The scooping of sand from our gutters is not brain surgery, Mr. President. In 2015, Ibrahim Mahama’s company, Engineers and Planners, used equipment procured by the Ministry of Local Government and Rural Development to do this same work for free. Yes, it was for free. The government did not pay a pesewa.
But it seemed the government was not pleased money did not change hands but the work got done. In 2016, the government parked its equipment and awarded the contract to the Jospong company. Your government signed a new contract when the two-year deal expired. The dredging was done in 2016. It was done in 2017. It was done in 2018. And it is being done in 2019. But nothing has changed. The area is still flooding. The contract is renewed. It will be done forever with hundreds of millions of cedis when the government could buy the equipment and do at very little or no cost to the state.
Dredging of the Odaw is not brain surgery. Ibrahim Mahama’s Engineers and planners did it for free
Huge sums of money were spent in the past under the Korle Lagoon Restoration project, which had grand project designs. It amounted to nothing because no government wants to relocate the traders at Agbogloshie and Kokomba Yam Market and all the illegal settlers along the Odaw, who make nonsense of the interventions. So the contractors, like the weavers in The Emperor’s New Clothes, will get busy, take millions of cedis and finally give the same excuse we have had from both private and government agencies about the illegal traders and settlers.
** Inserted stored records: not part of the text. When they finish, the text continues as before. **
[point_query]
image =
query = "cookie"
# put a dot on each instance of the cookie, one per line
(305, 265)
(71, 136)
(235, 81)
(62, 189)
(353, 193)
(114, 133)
When I did the GYEEDA scandal involving Zoomlion, the sector minister who was supposed to oversee the implementation of the scandal was Elvis Afriyie-Ankrah of the National Democratic Congress (NDC). I was not impressed with how he and his government dealt with the issues, and I wrote extensively about it. You and your party campaigned against them with those issues.
Last year, Mr. Afriyie-Ankrah said openly that ministers and governments signed stupid contracts not because they were stupid. He said the reason they did that and could not deal with corrupt companies was that the companies and business people involved in corruption were those that provided funding for politicians.
Mr. President, your association with and continued award of contracts to businesses with questionable integrity embolden them. It is as if the traffic indicator of your life signals right with your words, but you end up turning left with your actions. And that’s dangerous to your followers and appointees and the rest of the nation.
Sir, do something about it.
Manasseh Azure Awuni, a citizen, not a spectator.